Ia mendatangkan banyak lalat pikat kepada mereka, yang melahap mereka; dan katak-katak yang membinasakan mereka.
Mazmur 78:45 menyajikan gambaran dramatis tentang campur tangan ilahi dalam sejarah Israel. Ayat ini merupakan bagian dari narasi panjang yang merangkum sejarah pelanggaran umat Allah dan hukuman yang mereka terima. Namun, di balik penggambaran malapetaka dan tulah, tersirat sebuah janji pemulihan dan kemerdekaan yang luar biasa. Ayub, serangga yang mematikan dan amfibi yang melimpah, digambarkan sebagai alat penghakiman Tuhan yang efektif, melahap dan membinasakan umat-Nya yang memberontak. Ini bukan sekadar cerita tentang serangga dan katak, melainkan metafora kuat untuk kehancuran dan kekacauan yang dapat ditimbulkan oleh ketidaktaatan.
Namun, perspektif ini menjadi lebih kaya ketika kita melihatnya dalam konteks yang lebih luas dari Mazmur 78. Mazmur ini secara konsisten menekankan bahwa meskipun Allah menghukum, kasih setia-Nya tidak pernah padam. Dia mengingat perjanjian-Nya, dan bahkan dalam murka-Nya, Dia selalu menyediakan jalan keluar. Ayat 45, meski terdengar mengerikan, sebenarnya adalah bagian dari gambaran besar tentang bagaimana Allah secara aktif berinteraksi dengan umat-Nya, membentuk mereka melalui pengalaman baik dan buruk. Transformasi yang sering kali dimulai dengan penderitaan.
Ini mengajarkan kita tentang realitas kekuatan yang mengubahkan. Kekuatan ilahi tidak selalu datang dalam bentuk berkat yang instan, tetapi seringkali melalui proses yang sulit, bahkan tampaknya destruktif. Namun, tujuan akhir dari proses ini adalah pemurnian, pelajaran, dan akhirnya, pemulihan.
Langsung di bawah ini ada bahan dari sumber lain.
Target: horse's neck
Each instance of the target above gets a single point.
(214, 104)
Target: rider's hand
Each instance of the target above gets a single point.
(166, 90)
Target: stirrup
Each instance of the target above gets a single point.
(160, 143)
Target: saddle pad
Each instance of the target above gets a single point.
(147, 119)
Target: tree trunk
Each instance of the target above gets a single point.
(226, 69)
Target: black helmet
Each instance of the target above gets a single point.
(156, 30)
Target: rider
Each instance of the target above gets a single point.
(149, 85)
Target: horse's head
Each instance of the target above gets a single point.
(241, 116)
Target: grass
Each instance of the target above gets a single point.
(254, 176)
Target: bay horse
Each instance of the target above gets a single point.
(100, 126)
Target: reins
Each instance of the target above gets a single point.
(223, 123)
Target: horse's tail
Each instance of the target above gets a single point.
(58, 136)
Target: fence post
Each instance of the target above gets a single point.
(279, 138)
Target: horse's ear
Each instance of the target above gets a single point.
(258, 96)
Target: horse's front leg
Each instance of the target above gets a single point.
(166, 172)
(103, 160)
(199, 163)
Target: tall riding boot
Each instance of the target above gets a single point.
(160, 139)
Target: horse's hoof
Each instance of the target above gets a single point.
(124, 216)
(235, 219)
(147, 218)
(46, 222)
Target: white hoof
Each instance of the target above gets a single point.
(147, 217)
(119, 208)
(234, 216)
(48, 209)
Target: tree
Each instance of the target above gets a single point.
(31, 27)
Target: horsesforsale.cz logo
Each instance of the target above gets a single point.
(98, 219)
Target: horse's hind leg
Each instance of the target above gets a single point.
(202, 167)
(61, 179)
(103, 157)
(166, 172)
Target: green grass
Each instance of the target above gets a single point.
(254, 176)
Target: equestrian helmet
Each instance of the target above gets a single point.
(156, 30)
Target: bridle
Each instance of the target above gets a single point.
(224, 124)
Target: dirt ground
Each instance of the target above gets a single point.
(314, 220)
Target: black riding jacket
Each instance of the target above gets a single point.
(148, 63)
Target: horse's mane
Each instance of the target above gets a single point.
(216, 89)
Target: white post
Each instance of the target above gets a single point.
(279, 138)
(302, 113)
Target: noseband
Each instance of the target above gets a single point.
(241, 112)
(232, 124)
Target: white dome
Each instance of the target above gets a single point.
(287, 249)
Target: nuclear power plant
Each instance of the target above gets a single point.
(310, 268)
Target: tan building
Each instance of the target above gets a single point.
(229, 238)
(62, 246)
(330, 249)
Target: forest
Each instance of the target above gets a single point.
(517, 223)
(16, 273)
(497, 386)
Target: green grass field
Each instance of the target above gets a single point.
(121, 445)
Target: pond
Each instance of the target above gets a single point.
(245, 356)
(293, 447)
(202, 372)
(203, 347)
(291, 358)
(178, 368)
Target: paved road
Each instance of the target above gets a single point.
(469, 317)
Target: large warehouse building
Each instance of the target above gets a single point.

Sama seperti bagaimana tulah di Mesir, meskipun mengerikan, pada akhirnya membebaskan Israel dari perbudakan, demikian pula kesulitan yang kita hadapi bisa menjadi katalisator untuk perubahan yang lebih dalam dan kemerdekaan spiritual.
Perikop ini mengajak kita untuk melihat lebih dari sekadar permukaan peristiwa. Serangga dan katak yang melahap bukanlah akhir dari cerita. Mereka adalah bagian dari serangkaian peristiwa yang dirancang untuk membawa umat Israel kembali kepada Allah. Ini adalah pengingat bahwa dalam setiap kesulitan, bahkan yang tampaknya paling gelap sekalipun, ada potensi untuk pertumbuhan, transformasi, dan kemerdekaan yang lebih besar, jika kita bersedia belajar dari pengalaman tersebut dan kembali kepada sumber kekuatan sejati kita.
Kekuatan yang mengubahkan ini bukan tentang penghapusan masalah, melainkan tentang bagaimana masalah itu digunakan untuk membentuk karakter dan memperdalam hubungan dengan Sang Pencipta. Ini adalah janji bahwa bahkan di tengah-tengah malapetaka, ada rencana ilahi yang lebih besar, yang pada akhirnya membawa pemulihan dan kemakmuran.